Who is the Director?
A Director is defined by Section 2 (13) of the Companies Act of 1956 as “any person exercising the position of Director, by whatever name called.” Their appointment, duties, retirement rights, and salary are all covered under the Articles of Association. In simple words, Director is a person who represents the company. He or she oversees, directs, and controls the business and its employees.
Who is an Independent Director?
He is a non-executive director whose decision is not affected by relations with any of the people of the company. As per the Companies Act, 2013 an independent director is a director who is not the managing director, a full-time director, or a nominee director and who satisfies the criteria listed below:
A person can be an independent director-
- who, in the opinion of the Board, is a person of integrity and possesses relevant expertise and experience;
- who is or was not a promoter of the company or its holding, Indian subsidiary, or associate company;
- who is not related to promoters or directors in the company, its holding, subsidiary, or associate company.

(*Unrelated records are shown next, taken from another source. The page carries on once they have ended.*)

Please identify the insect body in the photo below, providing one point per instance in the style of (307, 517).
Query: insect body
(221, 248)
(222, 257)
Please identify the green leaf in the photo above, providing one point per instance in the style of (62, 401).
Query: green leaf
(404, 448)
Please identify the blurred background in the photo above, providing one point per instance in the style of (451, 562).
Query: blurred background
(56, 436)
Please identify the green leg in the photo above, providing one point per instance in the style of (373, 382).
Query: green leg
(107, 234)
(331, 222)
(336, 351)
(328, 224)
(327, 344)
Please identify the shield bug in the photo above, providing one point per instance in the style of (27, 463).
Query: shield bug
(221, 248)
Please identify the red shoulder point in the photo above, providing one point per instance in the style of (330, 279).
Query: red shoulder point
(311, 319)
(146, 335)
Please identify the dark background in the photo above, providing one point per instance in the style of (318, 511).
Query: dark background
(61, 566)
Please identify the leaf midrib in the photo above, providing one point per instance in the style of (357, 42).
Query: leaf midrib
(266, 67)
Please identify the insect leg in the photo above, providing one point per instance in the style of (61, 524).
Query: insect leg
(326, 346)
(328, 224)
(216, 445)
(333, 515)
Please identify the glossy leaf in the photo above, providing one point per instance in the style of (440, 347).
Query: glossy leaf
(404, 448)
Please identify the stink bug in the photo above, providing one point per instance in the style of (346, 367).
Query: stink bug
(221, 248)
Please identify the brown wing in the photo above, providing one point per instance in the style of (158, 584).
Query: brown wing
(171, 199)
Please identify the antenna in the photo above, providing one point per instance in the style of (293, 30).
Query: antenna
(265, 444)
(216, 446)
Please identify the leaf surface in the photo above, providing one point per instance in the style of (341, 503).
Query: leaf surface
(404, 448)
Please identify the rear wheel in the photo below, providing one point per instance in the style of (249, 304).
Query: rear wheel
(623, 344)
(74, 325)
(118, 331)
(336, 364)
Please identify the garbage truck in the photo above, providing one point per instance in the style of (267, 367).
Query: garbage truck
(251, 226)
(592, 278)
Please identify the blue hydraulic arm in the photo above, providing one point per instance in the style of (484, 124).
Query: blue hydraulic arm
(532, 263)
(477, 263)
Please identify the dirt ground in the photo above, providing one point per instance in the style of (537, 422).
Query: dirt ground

Responsibilities of an Independent Director
He can serve as the Company’s mentor, coach, and advisor. The function encompasses increasing business credibility and governance standards by acting as a watchdog and assisting with risk management. He must actively participate in the different committees of the company that has been formed to provide better governance. The responsibilities of an Independent Director are as follows:
- He has to assist in providing an impartial view to the Board’s deliberations, particularly when it comes to decisions like strategy, performance, risk management, resources, important appointments, and ethical code.
- To evaluate the performance of the board and management with an impartial viewpoint.
- He has to examine the performance of the management by reviewing the agreed goals in the meeting and monitoring the reporting of the performance.
- He is responsible for handling the pressure coming from the owners.
- He has to protect the interests of all the shareholders involved, especially the minority shareholders.
- He has to maintain the balance when there is a conflict of interest between the shareholders.
- One of the major responsibilities of an Independent Director is to determine the appropriate salary for the executive directors, key managerial personnel, and senior management.
- He has the responsibility of appointing and removing executive directors, key managerial personnel, and senior management.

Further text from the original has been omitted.